Indeed, some years ago Jagdish Bhagwati, the dean of US trade economists, coined a label for such proposals: “export protectionism.” As Bhagwati explained to the New York Times:
One type of protectionism is “import protection”: [where] you see competition growing from abroad, and you put up your barriers. But an alternative, if you did not want to appear to be protectionist, is to say foreign competitors don’t have “adequate standards” of all kinds. Or, as in the debate about the North American Free Trade Agreement in 1994, critics used to say, “Mexico’s democracy was not good enough.” All these are ways of saying, “This is all unfair trade, and therefore they have to raise their standards or we won’t trade with them.” The expectation of people who argue that way is that if we raise the standards, it will increase the cost of production, and accomplish the same result as high tariffs.
My AEI colleagues Michael Strain and Mark Perry have analyzed the unintended and deleterious consequences of mandated $15 minimum wages in the US. Just imagine how magnified these negative consequences would be in the Mexican economy where average wages are $3–4 per hour. We also have another stark lesson from Germany, where years of economic ruin ensued when West Germany mandated equal pay for East Germany after reunification — even though East German productivity was about one-third of that of West Germany. Mexican political leaders and well-trained economists are well aware of these examples, and will see this as an up-to-date example of the “export protectionism” that Bhagwati warned about.

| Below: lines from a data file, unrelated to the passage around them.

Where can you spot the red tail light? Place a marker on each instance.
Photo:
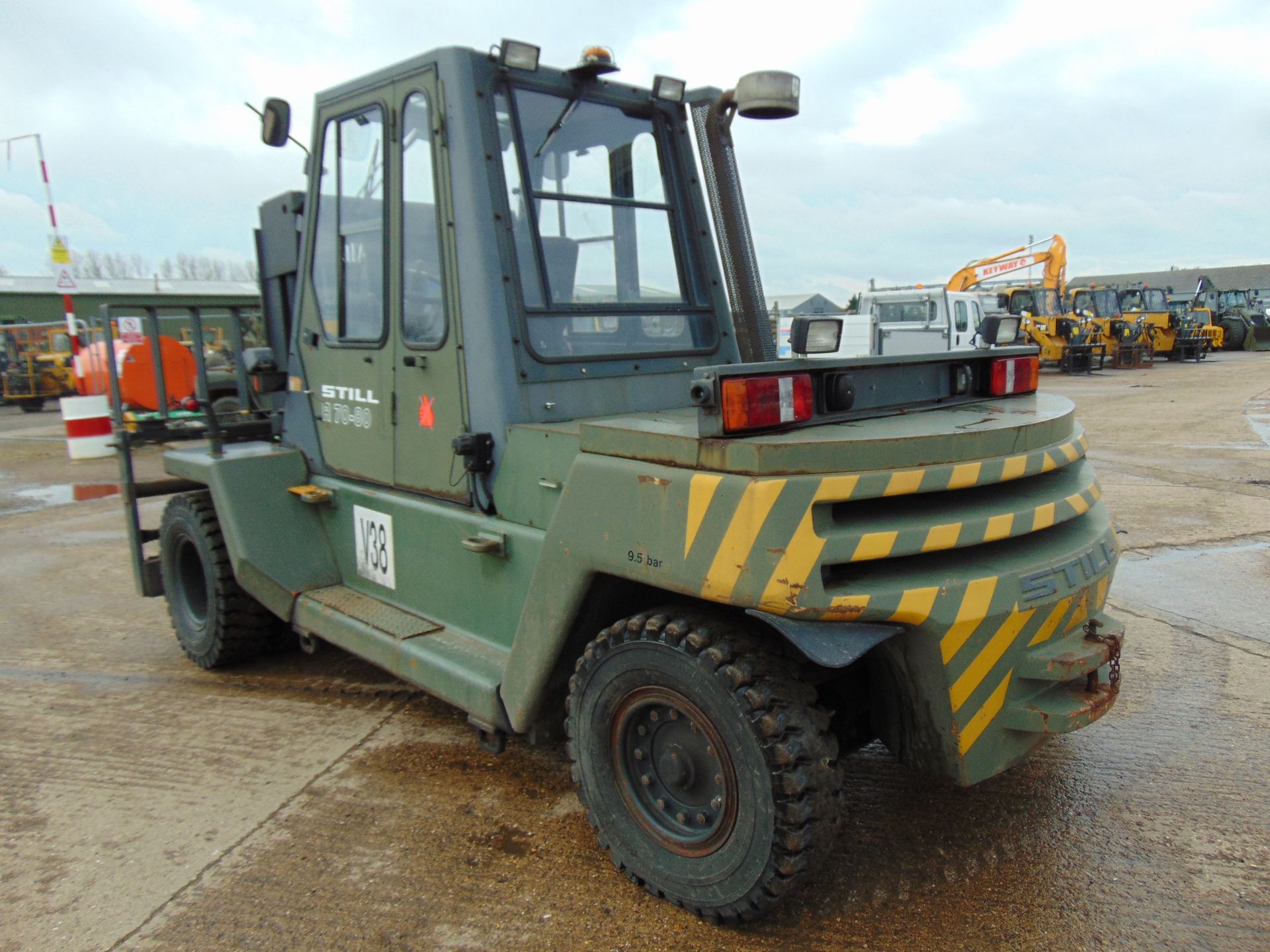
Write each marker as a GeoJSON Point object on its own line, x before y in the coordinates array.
{"type": "Point", "coordinates": [756, 403]}
{"type": "Point", "coordinates": [1015, 375]}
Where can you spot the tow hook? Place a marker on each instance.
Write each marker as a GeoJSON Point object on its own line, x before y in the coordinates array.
{"type": "Point", "coordinates": [1113, 643]}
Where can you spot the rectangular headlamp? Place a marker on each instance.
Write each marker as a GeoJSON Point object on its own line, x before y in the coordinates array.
{"type": "Point", "coordinates": [517, 55]}
{"type": "Point", "coordinates": [816, 335]}
{"type": "Point", "coordinates": [668, 88]}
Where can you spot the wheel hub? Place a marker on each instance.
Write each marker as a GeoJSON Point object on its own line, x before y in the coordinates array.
{"type": "Point", "coordinates": [673, 771]}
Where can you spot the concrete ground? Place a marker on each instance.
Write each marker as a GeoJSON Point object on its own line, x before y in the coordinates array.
{"type": "Point", "coordinates": [318, 803]}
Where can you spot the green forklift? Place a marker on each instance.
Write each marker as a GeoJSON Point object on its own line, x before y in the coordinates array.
{"type": "Point", "coordinates": [521, 438]}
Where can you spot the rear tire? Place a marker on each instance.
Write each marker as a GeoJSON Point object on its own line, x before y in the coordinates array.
{"type": "Point", "coordinates": [216, 622]}
{"type": "Point", "coordinates": [1235, 333]}
{"type": "Point", "coordinates": [705, 764]}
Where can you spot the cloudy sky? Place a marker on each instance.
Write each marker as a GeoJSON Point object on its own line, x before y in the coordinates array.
{"type": "Point", "coordinates": [931, 132]}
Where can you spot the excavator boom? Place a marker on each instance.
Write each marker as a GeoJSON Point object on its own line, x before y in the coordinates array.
{"type": "Point", "coordinates": [1054, 258]}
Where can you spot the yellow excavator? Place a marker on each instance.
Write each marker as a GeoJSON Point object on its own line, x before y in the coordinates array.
{"type": "Point", "coordinates": [1070, 343]}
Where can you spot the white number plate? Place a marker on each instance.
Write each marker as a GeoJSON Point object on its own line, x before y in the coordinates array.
{"type": "Point", "coordinates": [372, 541]}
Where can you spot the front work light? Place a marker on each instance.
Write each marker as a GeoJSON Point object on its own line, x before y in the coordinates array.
{"type": "Point", "coordinates": [668, 88]}
{"type": "Point", "coordinates": [769, 95]}
{"type": "Point", "coordinates": [816, 335]}
{"type": "Point", "coordinates": [517, 55]}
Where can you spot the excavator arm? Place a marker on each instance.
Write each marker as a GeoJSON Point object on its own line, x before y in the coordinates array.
{"type": "Point", "coordinates": [1054, 258]}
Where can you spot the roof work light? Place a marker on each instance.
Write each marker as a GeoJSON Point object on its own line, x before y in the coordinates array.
{"type": "Point", "coordinates": [668, 88]}
{"type": "Point", "coordinates": [517, 55]}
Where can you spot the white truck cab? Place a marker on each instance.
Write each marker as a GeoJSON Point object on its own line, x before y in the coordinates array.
{"type": "Point", "coordinates": [905, 321]}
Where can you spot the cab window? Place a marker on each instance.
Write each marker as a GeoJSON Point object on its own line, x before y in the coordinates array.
{"type": "Point", "coordinates": [423, 307]}
{"type": "Point", "coordinates": [349, 238]}
{"type": "Point", "coordinates": [593, 227]}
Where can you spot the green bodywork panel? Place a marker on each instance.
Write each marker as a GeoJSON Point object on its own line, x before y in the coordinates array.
{"type": "Point", "coordinates": [990, 546]}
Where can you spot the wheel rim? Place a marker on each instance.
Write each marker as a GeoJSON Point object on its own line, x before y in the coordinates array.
{"type": "Point", "coordinates": [192, 580]}
{"type": "Point", "coordinates": [673, 771]}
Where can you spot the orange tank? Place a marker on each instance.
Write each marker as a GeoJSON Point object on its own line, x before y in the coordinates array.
{"type": "Point", "coordinates": [135, 364]}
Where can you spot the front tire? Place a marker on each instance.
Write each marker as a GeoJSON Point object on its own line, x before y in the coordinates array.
{"type": "Point", "coordinates": [706, 767]}
{"type": "Point", "coordinates": [216, 622]}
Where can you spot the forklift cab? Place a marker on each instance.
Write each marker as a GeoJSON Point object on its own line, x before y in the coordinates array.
{"type": "Point", "coordinates": [465, 206]}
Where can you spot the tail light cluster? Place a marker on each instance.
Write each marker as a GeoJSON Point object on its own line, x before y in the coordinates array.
{"type": "Point", "coordinates": [1014, 375]}
{"type": "Point", "coordinates": [759, 403]}
{"type": "Point", "coordinates": [774, 400]}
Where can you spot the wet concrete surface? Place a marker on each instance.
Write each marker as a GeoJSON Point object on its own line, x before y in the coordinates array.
{"type": "Point", "coordinates": [319, 803]}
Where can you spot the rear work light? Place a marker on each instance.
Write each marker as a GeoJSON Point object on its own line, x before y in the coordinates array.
{"type": "Point", "coordinates": [757, 403]}
{"type": "Point", "coordinates": [1015, 375]}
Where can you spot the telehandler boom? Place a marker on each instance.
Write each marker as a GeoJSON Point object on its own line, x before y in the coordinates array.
{"type": "Point", "coordinates": [529, 448]}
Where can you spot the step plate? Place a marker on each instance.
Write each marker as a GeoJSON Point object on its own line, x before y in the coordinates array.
{"type": "Point", "coordinates": [370, 611]}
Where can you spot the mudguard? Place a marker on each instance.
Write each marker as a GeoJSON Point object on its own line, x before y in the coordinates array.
{"type": "Point", "coordinates": [829, 644]}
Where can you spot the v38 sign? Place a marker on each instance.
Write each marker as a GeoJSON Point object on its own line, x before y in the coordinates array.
{"type": "Point", "coordinates": [372, 542]}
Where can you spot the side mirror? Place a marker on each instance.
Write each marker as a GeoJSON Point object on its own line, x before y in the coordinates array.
{"type": "Point", "coordinates": [262, 366]}
{"type": "Point", "coordinates": [816, 335]}
{"type": "Point", "coordinates": [769, 95]}
{"type": "Point", "coordinates": [996, 331]}
{"type": "Point", "coordinates": [276, 122]}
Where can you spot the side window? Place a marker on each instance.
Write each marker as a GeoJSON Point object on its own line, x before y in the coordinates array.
{"type": "Point", "coordinates": [349, 238]}
{"type": "Point", "coordinates": [423, 306]}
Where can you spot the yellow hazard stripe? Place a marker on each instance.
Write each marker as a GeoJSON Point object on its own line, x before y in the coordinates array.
{"type": "Point", "coordinates": [700, 493]}
{"type": "Point", "coordinates": [1052, 619]}
{"type": "Point", "coordinates": [984, 716]}
{"type": "Point", "coordinates": [964, 475]}
{"type": "Point", "coordinates": [730, 561]}
{"type": "Point", "coordinates": [1014, 467]}
{"type": "Point", "coordinates": [988, 656]}
{"type": "Point", "coordinates": [915, 606]}
{"type": "Point", "coordinates": [973, 611]}
{"type": "Point", "coordinates": [804, 549]}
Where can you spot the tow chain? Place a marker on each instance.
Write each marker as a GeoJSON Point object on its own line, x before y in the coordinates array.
{"type": "Point", "coordinates": [1113, 643]}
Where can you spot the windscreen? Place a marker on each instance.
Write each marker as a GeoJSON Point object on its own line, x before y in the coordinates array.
{"type": "Point", "coordinates": [1107, 303]}
{"type": "Point", "coordinates": [593, 221]}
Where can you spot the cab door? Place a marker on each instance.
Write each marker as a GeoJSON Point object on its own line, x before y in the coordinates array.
{"type": "Point", "coordinates": [343, 327]}
{"type": "Point", "coordinates": [427, 334]}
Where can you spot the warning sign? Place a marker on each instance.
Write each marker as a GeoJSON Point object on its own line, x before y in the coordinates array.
{"type": "Point", "coordinates": [65, 282]}
{"type": "Point", "coordinates": [130, 331]}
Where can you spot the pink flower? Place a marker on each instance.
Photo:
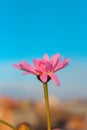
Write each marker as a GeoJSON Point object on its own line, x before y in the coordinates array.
{"type": "Point", "coordinates": [44, 68]}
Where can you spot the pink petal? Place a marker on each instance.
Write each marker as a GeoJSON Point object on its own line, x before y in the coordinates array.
{"type": "Point", "coordinates": [62, 64]}
{"type": "Point", "coordinates": [48, 67]}
{"type": "Point", "coordinates": [16, 66]}
{"type": "Point", "coordinates": [54, 78]}
{"type": "Point", "coordinates": [46, 58]}
{"type": "Point", "coordinates": [55, 60]}
{"type": "Point", "coordinates": [43, 77]}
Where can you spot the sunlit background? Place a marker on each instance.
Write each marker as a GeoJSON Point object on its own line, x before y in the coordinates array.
{"type": "Point", "coordinates": [30, 29]}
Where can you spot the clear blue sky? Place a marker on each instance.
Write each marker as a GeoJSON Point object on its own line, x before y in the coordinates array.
{"type": "Point", "coordinates": [28, 29]}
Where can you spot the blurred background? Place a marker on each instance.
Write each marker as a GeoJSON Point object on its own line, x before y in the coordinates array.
{"type": "Point", "coordinates": [28, 30]}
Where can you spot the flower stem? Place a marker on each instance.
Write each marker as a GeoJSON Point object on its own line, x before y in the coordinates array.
{"type": "Point", "coordinates": [9, 125]}
{"type": "Point", "coordinates": [47, 105]}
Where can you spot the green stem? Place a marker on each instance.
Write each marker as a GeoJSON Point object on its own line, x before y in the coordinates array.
{"type": "Point", "coordinates": [9, 125]}
{"type": "Point", "coordinates": [47, 105]}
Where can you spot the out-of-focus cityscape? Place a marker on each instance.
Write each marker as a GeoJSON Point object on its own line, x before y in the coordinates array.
{"type": "Point", "coordinates": [65, 114]}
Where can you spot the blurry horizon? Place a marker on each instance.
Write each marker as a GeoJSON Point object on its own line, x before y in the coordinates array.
{"type": "Point", "coordinates": [30, 29]}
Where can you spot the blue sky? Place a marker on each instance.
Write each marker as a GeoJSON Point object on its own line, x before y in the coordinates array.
{"type": "Point", "coordinates": [29, 29]}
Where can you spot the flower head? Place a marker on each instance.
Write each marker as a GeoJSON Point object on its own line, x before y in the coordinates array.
{"type": "Point", "coordinates": [44, 68]}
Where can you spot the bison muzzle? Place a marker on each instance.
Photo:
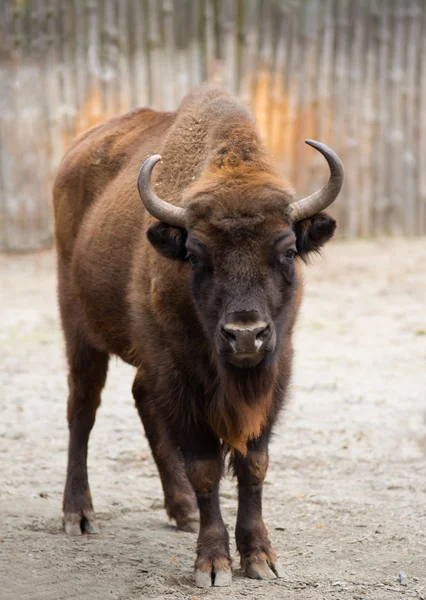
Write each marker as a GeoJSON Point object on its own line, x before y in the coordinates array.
{"type": "Point", "coordinates": [193, 276]}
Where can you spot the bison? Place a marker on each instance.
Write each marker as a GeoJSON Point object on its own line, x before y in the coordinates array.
{"type": "Point", "coordinates": [198, 287]}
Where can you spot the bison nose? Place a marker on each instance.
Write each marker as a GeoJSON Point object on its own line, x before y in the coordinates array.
{"type": "Point", "coordinates": [246, 338]}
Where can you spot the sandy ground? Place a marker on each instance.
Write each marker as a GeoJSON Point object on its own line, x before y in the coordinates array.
{"type": "Point", "coordinates": [345, 496]}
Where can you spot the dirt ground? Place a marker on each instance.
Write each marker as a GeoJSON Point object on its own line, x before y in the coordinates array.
{"type": "Point", "coordinates": [345, 496]}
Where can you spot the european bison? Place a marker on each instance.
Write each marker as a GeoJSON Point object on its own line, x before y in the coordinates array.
{"type": "Point", "coordinates": [199, 290]}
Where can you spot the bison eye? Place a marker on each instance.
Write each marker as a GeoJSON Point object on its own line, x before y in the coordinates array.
{"type": "Point", "coordinates": [287, 257]}
{"type": "Point", "coordinates": [192, 259]}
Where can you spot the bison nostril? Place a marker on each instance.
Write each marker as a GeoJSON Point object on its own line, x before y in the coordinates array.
{"type": "Point", "coordinates": [228, 335]}
{"type": "Point", "coordinates": [264, 334]}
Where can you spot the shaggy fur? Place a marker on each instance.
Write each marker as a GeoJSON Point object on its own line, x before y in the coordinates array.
{"type": "Point", "coordinates": [126, 287]}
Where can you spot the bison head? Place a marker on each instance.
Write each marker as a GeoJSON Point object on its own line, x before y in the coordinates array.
{"type": "Point", "coordinates": [242, 235]}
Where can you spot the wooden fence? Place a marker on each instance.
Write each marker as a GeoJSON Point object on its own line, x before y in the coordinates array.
{"type": "Point", "coordinates": [351, 73]}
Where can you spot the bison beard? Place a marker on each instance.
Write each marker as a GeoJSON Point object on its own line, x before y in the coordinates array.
{"type": "Point", "coordinates": [242, 403]}
{"type": "Point", "coordinates": [189, 286]}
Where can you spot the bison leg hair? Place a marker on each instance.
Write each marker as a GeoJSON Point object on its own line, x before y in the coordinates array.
{"type": "Point", "coordinates": [258, 558]}
{"type": "Point", "coordinates": [179, 497]}
{"type": "Point", "coordinates": [204, 464]}
{"type": "Point", "coordinates": [87, 375]}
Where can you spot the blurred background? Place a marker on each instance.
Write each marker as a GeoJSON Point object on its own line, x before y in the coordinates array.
{"type": "Point", "coordinates": [350, 73]}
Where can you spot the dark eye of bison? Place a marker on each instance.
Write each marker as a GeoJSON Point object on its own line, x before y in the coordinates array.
{"type": "Point", "coordinates": [193, 260]}
{"type": "Point", "coordinates": [287, 257]}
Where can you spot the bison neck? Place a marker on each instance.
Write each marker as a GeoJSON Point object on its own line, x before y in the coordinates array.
{"type": "Point", "coordinates": [242, 403]}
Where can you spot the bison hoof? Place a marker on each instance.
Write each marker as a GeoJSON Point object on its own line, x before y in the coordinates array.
{"type": "Point", "coordinates": [79, 523]}
{"type": "Point", "coordinates": [215, 577]}
{"type": "Point", "coordinates": [262, 569]}
{"type": "Point", "coordinates": [214, 572]}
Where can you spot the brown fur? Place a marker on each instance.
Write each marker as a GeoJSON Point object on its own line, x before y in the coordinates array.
{"type": "Point", "coordinates": [125, 288]}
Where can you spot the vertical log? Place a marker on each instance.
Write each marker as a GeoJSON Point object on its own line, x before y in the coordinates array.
{"type": "Point", "coordinates": [421, 120]}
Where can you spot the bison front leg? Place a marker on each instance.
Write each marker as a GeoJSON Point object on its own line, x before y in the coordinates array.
{"type": "Point", "coordinates": [179, 497]}
{"type": "Point", "coordinates": [258, 558]}
{"type": "Point", "coordinates": [204, 464]}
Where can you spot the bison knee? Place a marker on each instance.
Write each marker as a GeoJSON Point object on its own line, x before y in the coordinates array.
{"type": "Point", "coordinates": [204, 474]}
{"type": "Point", "coordinates": [252, 468]}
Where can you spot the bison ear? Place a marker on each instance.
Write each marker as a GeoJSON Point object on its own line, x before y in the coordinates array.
{"type": "Point", "coordinates": [313, 233]}
{"type": "Point", "coordinates": [168, 241]}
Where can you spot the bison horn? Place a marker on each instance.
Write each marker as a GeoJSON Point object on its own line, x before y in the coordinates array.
{"type": "Point", "coordinates": [318, 201]}
{"type": "Point", "coordinates": [163, 211]}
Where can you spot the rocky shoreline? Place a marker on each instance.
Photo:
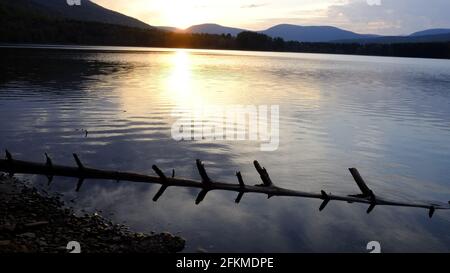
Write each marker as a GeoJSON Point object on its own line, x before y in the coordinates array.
{"type": "Point", "coordinates": [32, 222]}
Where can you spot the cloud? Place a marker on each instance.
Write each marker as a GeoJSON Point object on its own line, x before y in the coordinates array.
{"type": "Point", "coordinates": [251, 6]}
{"type": "Point", "coordinates": [391, 16]}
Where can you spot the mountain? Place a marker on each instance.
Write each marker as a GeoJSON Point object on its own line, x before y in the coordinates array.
{"type": "Point", "coordinates": [166, 28]}
{"type": "Point", "coordinates": [214, 29]}
{"type": "Point", "coordinates": [436, 31]}
{"type": "Point", "coordinates": [287, 32]}
{"type": "Point", "coordinates": [87, 11]}
{"type": "Point", "coordinates": [312, 33]}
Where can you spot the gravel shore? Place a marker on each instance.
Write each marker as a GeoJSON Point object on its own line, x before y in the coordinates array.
{"type": "Point", "coordinates": [31, 222]}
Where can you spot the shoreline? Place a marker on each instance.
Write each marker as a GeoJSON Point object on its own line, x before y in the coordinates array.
{"type": "Point", "coordinates": [31, 222]}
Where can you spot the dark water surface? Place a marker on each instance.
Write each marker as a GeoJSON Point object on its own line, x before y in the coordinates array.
{"type": "Point", "coordinates": [389, 117]}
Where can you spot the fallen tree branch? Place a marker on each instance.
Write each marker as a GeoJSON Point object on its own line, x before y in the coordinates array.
{"type": "Point", "coordinates": [12, 166]}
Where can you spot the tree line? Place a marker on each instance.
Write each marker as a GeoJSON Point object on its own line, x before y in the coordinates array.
{"type": "Point", "coordinates": [26, 27]}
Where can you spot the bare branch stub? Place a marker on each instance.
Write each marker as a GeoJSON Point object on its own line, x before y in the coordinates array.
{"type": "Point", "coordinates": [201, 196]}
{"type": "Point", "coordinates": [267, 182]}
{"type": "Point", "coordinates": [160, 173]}
{"type": "Point", "coordinates": [80, 172]}
{"type": "Point", "coordinates": [326, 200]}
{"type": "Point", "coordinates": [164, 182]}
{"type": "Point", "coordinates": [9, 160]}
{"type": "Point", "coordinates": [241, 181]}
{"type": "Point", "coordinates": [368, 197]}
{"type": "Point", "coordinates": [366, 191]}
{"type": "Point", "coordinates": [8, 156]}
{"type": "Point", "coordinates": [49, 165]}
{"type": "Point", "coordinates": [202, 172]}
{"type": "Point", "coordinates": [78, 161]}
{"type": "Point", "coordinates": [432, 211]}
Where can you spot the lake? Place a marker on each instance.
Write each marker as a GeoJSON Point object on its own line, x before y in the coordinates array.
{"type": "Point", "coordinates": [388, 117]}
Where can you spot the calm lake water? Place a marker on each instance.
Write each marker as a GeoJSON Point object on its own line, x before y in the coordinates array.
{"type": "Point", "coordinates": [389, 117]}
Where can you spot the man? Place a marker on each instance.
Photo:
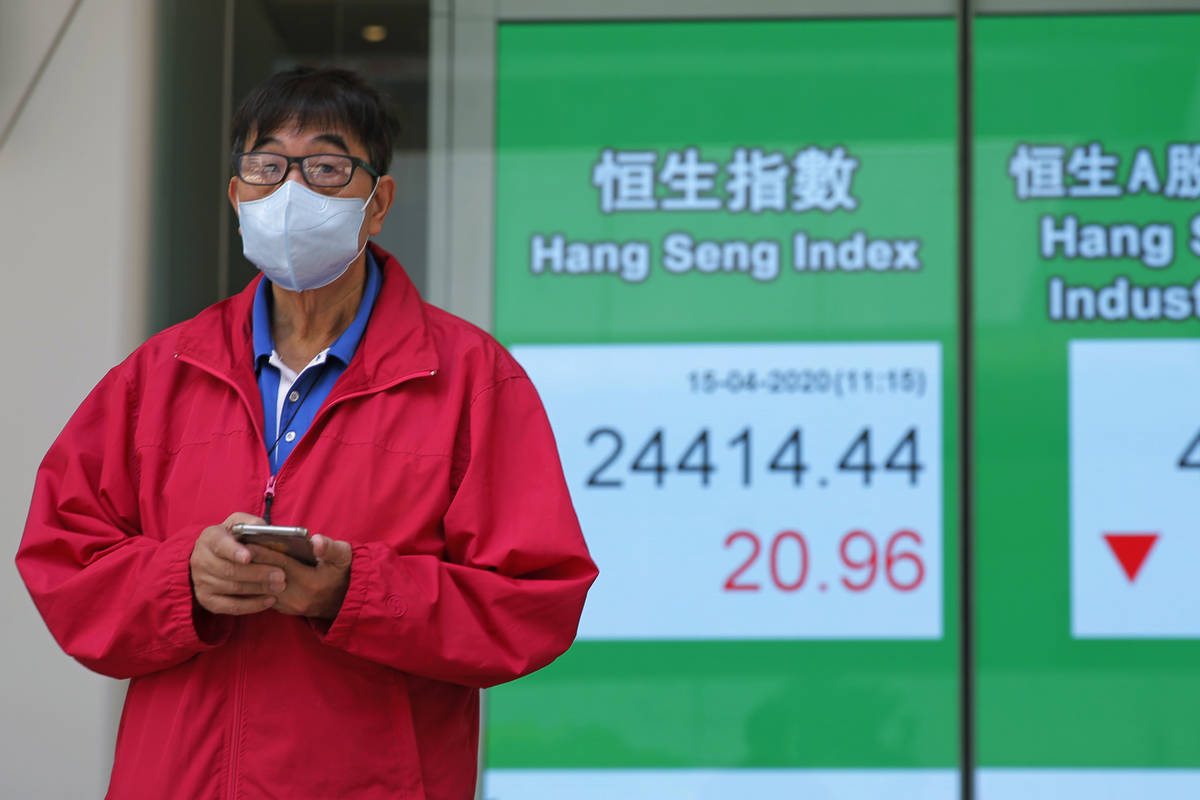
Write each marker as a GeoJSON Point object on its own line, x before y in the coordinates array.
{"type": "Point", "coordinates": [325, 395]}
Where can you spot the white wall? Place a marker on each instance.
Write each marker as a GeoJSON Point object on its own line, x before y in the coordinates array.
{"type": "Point", "coordinates": [75, 176]}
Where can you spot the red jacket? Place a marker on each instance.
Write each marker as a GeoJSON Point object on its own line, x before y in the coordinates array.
{"type": "Point", "coordinates": [432, 456]}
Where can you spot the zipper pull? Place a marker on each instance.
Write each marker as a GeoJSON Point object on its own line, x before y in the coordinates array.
{"type": "Point", "coordinates": [268, 499]}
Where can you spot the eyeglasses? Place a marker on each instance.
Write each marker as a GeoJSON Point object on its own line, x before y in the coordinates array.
{"type": "Point", "coordinates": [323, 169]}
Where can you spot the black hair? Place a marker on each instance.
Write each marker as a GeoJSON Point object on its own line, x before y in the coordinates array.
{"type": "Point", "coordinates": [325, 96]}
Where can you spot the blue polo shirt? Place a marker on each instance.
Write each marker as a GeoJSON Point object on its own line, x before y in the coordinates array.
{"type": "Point", "coordinates": [286, 425]}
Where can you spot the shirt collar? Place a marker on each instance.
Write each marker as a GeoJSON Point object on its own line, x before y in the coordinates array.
{"type": "Point", "coordinates": [343, 347]}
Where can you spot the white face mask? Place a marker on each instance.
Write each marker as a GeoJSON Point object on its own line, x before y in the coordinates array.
{"type": "Point", "coordinates": [301, 239]}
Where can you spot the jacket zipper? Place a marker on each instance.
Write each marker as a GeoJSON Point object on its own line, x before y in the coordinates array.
{"type": "Point", "coordinates": [268, 499]}
{"type": "Point", "coordinates": [239, 691]}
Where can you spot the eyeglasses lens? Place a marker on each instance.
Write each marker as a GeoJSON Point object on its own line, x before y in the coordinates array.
{"type": "Point", "coordinates": [268, 169]}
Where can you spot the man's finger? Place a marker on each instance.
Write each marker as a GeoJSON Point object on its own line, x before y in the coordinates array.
{"type": "Point", "coordinates": [273, 585]}
{"type": "Point", "coordinates": [231, 549]}
{"type": "Point", "coordinates": [333, 551]}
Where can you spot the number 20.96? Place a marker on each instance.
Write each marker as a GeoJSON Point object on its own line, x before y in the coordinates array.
{"type": "Point", "coordinates": [790, 563]}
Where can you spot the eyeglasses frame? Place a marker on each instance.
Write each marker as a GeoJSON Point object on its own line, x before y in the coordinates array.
{"type": "Point", "coordinates": [297, 160]}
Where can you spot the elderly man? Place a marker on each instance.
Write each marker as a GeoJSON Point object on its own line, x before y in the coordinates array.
{"type": "Point", "coordinates": [325, 395]}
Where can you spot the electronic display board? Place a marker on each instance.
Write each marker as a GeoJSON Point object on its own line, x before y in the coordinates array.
{"type": "Point", "coordinates": [1087, 427]}
{"type": "Point", "coordinates": [726, 254]}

Whatever its social and economic problems, Mexico has emerged as a robust, free-wheeling democracy — where the presidency has changed political hands repeatedly since NAFTA was ratified in 1994. While there are imperfections in its labor markets, all of the current candidates for the presidency this year have vowed to institute labor rights reform. (This will certainly be accomplished if Andres Manuel Lopez Obrador, the current leftist frontrunner, by 18 points, is the ultimate victor.) It’s strange (indeed hypocritical) for an administration that touts the inviolability of US sovereignty to so casually seek to dictate domestic wages in another sovereign country.
Finally, on the US side, President Trump seems to think he can win Democratic support for this bit of cynical populism. Republican presidents have tried this before — in 2007 the Bush administration gave in to Democratic congressional demands to “compromise” on labor rights in trade agreements. The result: the Democrats pocketed the cave-in and then refused to pass the pending free trade agreements. Be warned, Mr. President and US Trade Representative.